Adieu, mon enfant : je vous embrasse de tout mon cœur.


  1. Lettre 802. — 1. Des jansénistes ?
  2. 2. Trimont de Cabrières, prieur, en 1680, de Samt-Geniez-de-Malgoirez, mort en novembre 168S. — Le Mercure d’avril 1680 (p. 237) annonce qu’il est venu à Paris depuis peu de temps et a été présenté au Roi par le cardinal de Bouillon ; qu’il a des secrets merveilleux pour guérir les maladies les plus incurables ; qu’il a déjà fait plusieurs belles cures et a commencé par la duchesse d’Elbeuf. — « Ce prieur de Cabrières, dit Saint-Simon (Journal de Dangeau, tome II, p. 257 et 258), étoit un homme très-charitable, à recettes et à remèdes singuliers, et plus que cela à horoscopes et à toutes sortes de connoissances de cette nature, si connoissances cela se peut appeler. Quoi qu’il en soit, il avoit eu du bonheur, puisque M. de Louvois, qui y avoit une foi entière, étoit son grand protecteur, que le Roi, Mme  de Montespan, Mme  de Maintenon, tous les ministres, n’en avoient pas moins. C’étoit un bon homme, sans intérêts, sans ambition, qui se contentoit de peu, ne se mêloit de rien, et entroit tant qu’il vouloit dans tous ces cabinets-là et dans bien d’autres de la cour beaucoup moins qu’on ne vouloit, et se tenoit presque toujours à sa campagne, grand ami de Brissac, major des gardes du corps. »

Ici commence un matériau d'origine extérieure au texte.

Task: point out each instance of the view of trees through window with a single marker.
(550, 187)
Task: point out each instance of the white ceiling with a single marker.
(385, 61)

  3. 3. C’est-à-dire en Provence. (Note de Perrin.)
  4. 4. Mme  de Sévigné appeloit le prieur de Cabrières le Médecin forcé, parce qu’il n’étoit rien moins que médecin, quoiqu’il eût des remèdes pour bien des maladies. (Note du même.)
  5. 5. La Reine.
  6. 6. Mlle  de Fontanges.
  7. 7. Le Roi.
  8. 8. La Gazette du 18 mai annonce que la cour est arrivée à Fontainebleau le 13, et qu’elle doit y demeurer jusqu’au commencement de juillet.
  9. 9. Marie, seconde fille du comte de Brancas et sœur de la princesse d’Harcourt. Elle épousa Louis de Brancas, duc de Villars, fils du frère aîné de son père et de Marie-Madeleine, fille de Louis Girard, comte de Villetaneuse, procureur général de la chambre des comptes de Paris. Né le 14 février 1663, Louis de Brancas fut tenu sur les fonts par le Roi et Mlle  de Montpensier le 1er mars suivant. En 1684 il fut nommé colonel du régiment de Luxembourg-infanterie. Il se retira en 1721 dans l’abbaye du Bec en Normandie, y resta dix ans, vint s’établir à l’Oratoire, à Paris, et mourut le 24 janvier 1739. Sa femme, qui avait été dame d’honneur de Madame de Bavière, mourut au Palais-Royal, le 17 août 1731 âgée d’environ soixante-dix ans. Le duc de Brancas, son mari, « étoit, dit Saint-Simon (tome IV, p. 120 et 121), un homme petillant d’esprit, mais de cet esprit de saillie, de plaisanterie, de légèreté et de bons mots, sans la moindre solidité, sans aucun sens, sans aucune conduite, qui se jeta dans la crapule et dans les plus infâmes débauches, où il se ruina dans une continuelle et profonde obscurité. Sa femme devint l’objet des regrets d’un mauvais mariage fait contre son goût et contre son gré, dont elle n’étoit pas cause ; elle passa sa vie le plus souvent sans pain et sans habits, et souvent encore parmi les plus fâcheux traitements, que sa vertu, sa douceur et sa patience ne purent adoucir… Elle persuada enfin une séparation au duc de Brancas… Pour son pain elle se mit à Madame… qui… la traita jusqu’à sa mort avec beaucoup d’égards et de distinctions. » Sur la manière dont s’était fait ce mariage, sur la conversion et la retraite de Brancas, voyez Saint-Simon aux pages citées, et tome XVIII, p. 204 et 205.
  10. 10. Le 24 avril, à Paris. Son fils aîné avait la survivance, et faisait la charge depuis plusieurs années. Voyez la Gazette du 27 avril.
  11. 11. Louise-Gabrielle de la Baume le Blanc fut mariée, le 28 juillet 1681, à César-Auguste de Choiseul, comte du Plessis-Praslin, depuis duc de Choiseul ; et ce fut la sœur de Mlle de Fontanges qui épousa M. de Molac. Voyez la lettre du 5 juin 1680.